By Sharon Brooks
Many moons ago on a bright cold April day, I had a beautiful baby boy. What joy we all felt! What a relief. However, never did it ever occur to me that there was a tight system in place determined to capitalize on his very being the minute he took his first successful breath.
Don’t get me wrong, I was familiar with America’s shameful 400-year history of slavery of Black people. But really, we were headed towards the new millennium. All that was over, right?
Not hardly. You see, the average Black person born will have some negative association with the criminal justice system in their lifetime. The system of criminal justice in America is corrupt and extremely racist against Black people. After all these years of protecting my baby (and the others that followed), I can honestly say that the fight against the criminal justice system has been worse than fighting a bear while covered in honey.
What is even more perplexing to me is that everybody knows this, yet turns a blind eye against the reality of it all. Sure, it’s embarrassing, but so is talking while you have something stuck in your teeth during a conversation. Face it, handle it and keep going.
Politicians especially give no weight to the fact that although Black people make up less than 10 percent of the population in Minnesota, the state prison population here is made up of 60 percent Black people. That’s no surprise; you already knew it too.
Too many Black people are routinely searched, harassed, arrested, beaten, and even killed by police in what should be routine situations, and sometimes without any repercussions for the cops. The next stop, the criminal justice court system, is even worse. It’s where Black people are expected to plead guilty to whatever language the powers that be made up, and then accept the hot branding iron of a felony conviction. Ouch!
All aboard the train to prison where many, many, many Black men, and now our youth and Black women, end up. Prison is the last stop on the huge financial capitalism of our babies’ lives with notable guidance from America’s massive infiltration of guns and drugs that effectively destroyed our neighborhoods, partnered with laws to lock us up if we survive after touching them.

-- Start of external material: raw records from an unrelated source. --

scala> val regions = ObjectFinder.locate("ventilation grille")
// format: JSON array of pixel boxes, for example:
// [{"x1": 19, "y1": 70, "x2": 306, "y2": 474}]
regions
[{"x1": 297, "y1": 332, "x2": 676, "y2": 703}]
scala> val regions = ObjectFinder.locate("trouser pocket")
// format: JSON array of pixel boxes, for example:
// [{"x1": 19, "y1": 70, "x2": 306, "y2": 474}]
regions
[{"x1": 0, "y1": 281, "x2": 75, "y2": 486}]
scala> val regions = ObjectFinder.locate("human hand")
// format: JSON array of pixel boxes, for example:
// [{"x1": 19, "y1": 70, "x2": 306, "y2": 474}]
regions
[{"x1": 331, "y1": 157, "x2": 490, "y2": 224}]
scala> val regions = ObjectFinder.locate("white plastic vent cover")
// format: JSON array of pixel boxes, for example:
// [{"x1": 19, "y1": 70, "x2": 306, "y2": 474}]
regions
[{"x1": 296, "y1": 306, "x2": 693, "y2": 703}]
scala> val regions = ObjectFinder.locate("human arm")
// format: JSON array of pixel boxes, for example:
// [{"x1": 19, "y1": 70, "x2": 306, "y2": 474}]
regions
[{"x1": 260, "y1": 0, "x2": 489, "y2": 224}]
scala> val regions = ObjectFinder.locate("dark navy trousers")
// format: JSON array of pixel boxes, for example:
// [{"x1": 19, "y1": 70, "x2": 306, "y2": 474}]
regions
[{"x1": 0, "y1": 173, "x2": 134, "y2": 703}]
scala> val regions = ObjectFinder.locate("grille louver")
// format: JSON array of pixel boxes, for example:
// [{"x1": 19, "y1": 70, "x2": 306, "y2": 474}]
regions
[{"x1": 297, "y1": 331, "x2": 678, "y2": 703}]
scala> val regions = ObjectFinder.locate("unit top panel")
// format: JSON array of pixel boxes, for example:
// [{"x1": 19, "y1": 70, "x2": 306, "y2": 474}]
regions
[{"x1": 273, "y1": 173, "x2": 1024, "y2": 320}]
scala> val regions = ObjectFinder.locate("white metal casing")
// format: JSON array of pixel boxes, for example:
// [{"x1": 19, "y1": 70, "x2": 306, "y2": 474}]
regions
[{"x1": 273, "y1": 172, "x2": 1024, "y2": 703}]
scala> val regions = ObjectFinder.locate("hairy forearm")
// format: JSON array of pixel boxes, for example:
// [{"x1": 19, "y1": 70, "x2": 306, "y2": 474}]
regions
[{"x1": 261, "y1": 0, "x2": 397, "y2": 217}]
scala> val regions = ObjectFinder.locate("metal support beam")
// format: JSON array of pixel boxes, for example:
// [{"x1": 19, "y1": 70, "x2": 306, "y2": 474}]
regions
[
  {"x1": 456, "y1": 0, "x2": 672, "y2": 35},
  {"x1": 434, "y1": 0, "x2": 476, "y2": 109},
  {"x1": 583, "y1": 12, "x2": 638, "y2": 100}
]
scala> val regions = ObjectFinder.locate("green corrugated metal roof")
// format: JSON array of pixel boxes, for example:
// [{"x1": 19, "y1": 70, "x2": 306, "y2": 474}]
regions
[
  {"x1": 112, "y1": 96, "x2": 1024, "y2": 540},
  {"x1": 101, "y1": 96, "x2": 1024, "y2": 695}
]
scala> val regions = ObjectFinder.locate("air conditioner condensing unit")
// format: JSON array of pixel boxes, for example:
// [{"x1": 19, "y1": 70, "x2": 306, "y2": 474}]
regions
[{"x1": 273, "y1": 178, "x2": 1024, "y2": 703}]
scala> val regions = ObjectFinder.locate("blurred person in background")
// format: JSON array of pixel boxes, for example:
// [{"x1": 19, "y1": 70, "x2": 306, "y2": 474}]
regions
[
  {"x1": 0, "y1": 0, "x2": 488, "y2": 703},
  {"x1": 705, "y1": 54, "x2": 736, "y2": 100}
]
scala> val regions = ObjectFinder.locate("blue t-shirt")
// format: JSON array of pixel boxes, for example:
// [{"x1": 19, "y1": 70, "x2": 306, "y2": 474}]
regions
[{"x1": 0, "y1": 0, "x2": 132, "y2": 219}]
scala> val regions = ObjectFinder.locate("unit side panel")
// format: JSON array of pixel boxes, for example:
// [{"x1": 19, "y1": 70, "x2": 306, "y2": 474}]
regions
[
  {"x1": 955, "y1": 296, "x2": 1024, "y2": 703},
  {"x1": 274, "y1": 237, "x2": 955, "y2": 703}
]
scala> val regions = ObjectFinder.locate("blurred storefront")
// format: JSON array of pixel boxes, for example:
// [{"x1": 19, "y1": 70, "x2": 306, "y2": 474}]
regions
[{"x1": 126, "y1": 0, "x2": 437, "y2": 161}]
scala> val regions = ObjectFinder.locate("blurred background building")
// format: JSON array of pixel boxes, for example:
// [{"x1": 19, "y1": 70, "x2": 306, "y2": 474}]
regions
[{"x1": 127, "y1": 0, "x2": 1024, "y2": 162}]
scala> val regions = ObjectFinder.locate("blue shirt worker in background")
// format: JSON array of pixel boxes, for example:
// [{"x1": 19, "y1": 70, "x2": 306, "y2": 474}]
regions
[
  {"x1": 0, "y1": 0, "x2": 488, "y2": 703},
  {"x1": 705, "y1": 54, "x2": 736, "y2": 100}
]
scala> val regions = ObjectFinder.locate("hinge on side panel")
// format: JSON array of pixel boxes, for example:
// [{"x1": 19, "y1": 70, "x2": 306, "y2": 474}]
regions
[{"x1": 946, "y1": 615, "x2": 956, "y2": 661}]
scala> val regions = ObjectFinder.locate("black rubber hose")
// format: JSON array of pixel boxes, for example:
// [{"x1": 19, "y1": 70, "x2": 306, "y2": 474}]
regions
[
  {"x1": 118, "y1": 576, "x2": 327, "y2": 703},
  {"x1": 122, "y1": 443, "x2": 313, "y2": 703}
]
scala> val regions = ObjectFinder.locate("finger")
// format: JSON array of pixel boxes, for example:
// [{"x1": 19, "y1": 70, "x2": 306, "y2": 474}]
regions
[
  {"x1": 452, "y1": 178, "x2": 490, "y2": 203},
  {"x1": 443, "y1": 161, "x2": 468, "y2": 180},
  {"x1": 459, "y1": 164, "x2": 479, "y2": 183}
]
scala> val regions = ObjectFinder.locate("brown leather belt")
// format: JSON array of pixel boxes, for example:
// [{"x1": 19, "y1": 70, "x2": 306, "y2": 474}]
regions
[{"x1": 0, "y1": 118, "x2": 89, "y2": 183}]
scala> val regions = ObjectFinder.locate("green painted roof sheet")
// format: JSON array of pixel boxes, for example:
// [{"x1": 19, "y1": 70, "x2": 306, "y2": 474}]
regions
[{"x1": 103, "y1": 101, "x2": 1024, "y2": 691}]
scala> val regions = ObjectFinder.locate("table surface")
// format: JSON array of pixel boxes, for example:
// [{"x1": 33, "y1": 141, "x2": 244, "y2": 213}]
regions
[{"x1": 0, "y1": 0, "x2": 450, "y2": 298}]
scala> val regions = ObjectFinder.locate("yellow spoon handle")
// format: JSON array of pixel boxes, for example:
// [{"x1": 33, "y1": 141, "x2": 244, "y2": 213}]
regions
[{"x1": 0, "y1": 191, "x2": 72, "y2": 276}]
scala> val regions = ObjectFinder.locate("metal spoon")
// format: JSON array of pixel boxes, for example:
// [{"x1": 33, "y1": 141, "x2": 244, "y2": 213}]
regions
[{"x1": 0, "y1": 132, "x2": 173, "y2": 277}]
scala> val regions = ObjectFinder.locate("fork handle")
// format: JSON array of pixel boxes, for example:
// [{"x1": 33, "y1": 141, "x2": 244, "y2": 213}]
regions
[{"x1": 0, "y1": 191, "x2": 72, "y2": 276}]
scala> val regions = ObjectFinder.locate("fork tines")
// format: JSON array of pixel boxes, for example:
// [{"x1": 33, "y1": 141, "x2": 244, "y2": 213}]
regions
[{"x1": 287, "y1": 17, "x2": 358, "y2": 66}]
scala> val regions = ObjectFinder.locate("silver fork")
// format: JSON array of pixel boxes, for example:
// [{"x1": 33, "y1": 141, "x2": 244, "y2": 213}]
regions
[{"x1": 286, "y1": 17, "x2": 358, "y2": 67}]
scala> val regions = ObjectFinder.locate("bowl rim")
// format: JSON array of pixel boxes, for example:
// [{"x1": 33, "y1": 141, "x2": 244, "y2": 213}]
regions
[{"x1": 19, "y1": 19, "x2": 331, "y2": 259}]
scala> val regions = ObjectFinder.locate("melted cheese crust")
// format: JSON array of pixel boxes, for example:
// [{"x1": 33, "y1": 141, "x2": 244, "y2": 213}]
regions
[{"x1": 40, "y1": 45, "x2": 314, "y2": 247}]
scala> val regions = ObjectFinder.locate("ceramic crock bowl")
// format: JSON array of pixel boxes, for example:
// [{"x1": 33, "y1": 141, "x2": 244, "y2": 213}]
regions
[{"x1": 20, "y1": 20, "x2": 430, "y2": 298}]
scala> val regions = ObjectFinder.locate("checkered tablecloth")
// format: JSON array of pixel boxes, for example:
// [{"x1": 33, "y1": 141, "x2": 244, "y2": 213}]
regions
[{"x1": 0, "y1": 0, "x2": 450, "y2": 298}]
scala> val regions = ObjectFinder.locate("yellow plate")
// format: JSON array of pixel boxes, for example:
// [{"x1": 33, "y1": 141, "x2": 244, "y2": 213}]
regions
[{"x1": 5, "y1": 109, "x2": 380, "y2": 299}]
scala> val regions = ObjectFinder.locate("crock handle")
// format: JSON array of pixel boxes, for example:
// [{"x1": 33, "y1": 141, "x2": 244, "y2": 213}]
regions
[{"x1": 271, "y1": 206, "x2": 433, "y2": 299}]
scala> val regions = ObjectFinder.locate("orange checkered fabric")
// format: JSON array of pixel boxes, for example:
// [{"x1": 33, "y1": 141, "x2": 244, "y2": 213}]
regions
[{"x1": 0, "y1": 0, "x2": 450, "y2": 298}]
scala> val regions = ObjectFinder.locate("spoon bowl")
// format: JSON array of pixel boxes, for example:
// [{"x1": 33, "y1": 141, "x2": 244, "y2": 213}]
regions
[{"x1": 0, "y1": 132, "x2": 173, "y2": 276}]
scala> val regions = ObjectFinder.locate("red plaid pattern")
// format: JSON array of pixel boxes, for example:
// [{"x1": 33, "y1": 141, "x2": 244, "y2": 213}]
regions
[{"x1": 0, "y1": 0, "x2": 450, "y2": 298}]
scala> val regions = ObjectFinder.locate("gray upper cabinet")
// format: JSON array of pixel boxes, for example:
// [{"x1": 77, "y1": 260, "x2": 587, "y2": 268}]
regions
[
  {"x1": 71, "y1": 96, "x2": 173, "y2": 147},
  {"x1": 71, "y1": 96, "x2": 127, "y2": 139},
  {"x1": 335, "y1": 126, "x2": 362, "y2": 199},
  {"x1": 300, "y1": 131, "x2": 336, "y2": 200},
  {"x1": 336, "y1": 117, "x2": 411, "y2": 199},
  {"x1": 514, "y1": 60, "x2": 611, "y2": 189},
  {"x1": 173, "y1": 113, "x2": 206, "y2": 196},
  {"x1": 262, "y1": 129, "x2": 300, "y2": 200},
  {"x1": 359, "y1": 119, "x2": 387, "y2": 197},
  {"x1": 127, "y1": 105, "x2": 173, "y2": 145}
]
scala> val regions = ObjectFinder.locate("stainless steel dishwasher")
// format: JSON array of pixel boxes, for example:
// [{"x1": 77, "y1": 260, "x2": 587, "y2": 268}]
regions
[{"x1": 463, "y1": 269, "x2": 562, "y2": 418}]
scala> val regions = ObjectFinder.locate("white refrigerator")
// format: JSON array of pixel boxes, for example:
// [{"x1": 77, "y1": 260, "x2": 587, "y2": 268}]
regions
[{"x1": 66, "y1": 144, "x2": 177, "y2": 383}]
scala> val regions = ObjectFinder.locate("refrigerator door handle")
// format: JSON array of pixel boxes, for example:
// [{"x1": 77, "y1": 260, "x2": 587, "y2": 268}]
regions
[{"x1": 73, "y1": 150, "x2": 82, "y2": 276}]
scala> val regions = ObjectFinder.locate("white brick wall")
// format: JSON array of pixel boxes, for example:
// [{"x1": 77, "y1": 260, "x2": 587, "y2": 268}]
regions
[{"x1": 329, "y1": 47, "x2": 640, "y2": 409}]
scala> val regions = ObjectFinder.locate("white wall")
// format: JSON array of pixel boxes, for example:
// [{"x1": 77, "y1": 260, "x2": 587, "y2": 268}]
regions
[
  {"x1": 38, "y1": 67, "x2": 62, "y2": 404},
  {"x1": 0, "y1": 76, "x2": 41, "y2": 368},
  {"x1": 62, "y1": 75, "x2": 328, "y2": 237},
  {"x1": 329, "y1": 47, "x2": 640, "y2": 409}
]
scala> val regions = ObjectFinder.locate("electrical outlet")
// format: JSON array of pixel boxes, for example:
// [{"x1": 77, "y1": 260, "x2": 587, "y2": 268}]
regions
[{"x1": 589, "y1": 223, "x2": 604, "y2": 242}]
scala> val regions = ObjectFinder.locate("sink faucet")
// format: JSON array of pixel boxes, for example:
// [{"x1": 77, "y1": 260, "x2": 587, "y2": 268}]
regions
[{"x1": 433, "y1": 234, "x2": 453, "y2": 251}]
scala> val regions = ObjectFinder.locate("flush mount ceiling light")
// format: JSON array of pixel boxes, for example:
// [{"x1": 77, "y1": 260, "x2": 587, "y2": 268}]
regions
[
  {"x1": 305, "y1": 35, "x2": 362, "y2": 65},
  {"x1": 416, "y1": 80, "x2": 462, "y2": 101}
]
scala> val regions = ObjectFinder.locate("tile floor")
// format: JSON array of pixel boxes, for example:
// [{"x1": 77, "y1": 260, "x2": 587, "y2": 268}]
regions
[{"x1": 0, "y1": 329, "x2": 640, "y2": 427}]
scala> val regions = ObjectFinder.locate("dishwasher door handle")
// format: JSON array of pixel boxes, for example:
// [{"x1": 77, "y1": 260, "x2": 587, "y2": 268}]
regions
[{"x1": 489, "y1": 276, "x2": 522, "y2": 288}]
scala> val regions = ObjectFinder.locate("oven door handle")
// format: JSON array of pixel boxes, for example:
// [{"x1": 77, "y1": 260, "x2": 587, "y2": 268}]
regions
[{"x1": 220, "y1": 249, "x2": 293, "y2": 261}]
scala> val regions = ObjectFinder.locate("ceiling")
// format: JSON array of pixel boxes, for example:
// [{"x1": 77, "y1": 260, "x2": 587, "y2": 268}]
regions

I would be remiss if I did not mention America’s strategic, severe non-distribution of employment, funding, quality health care, opportunity and just basic hope to communities of Black people everywhere, all while the White media features us as woe-is-me sufferers who don’t utilize some invisible, secret, easy solution to battle structural racism.
Why this horrific modern-day slavery? Power, hatred, greed, etc. I don’t know! Upon my invitation earlier this year, the Minnesota Department of Corrections Commissioner Tom Roy showed up on the North Side of Minneapolis and said he knows the numbers are disproportionately Black people in his prisons, but that he doesn’t know why. He went on to say that his job is to just lock ’em up as he receives them.
Sure, but we know politicians know. Let’s start with Mayor Hodges, and Governor Dayton, and Congress, state reps, some judges, the State Supreme Court, and even our beloved President Barak Obama. Let’s talk with them and I’ll go with you, because they also know there is strength in numbers.
By the time you read this article, I’ll be hugging my 6”1’ college-educated beautiful baby boy again, this time outside of their cold walls and sneaky stares. Yeah, we survived his incarceration, but we know it ain’t over. As long as America’s view of Black people is “bad,” it ain’t over.
You are not bad and you certainly ain’t ugly. This war has got to be settled. The new Civil Rights Movement is Criminal Justice Reform.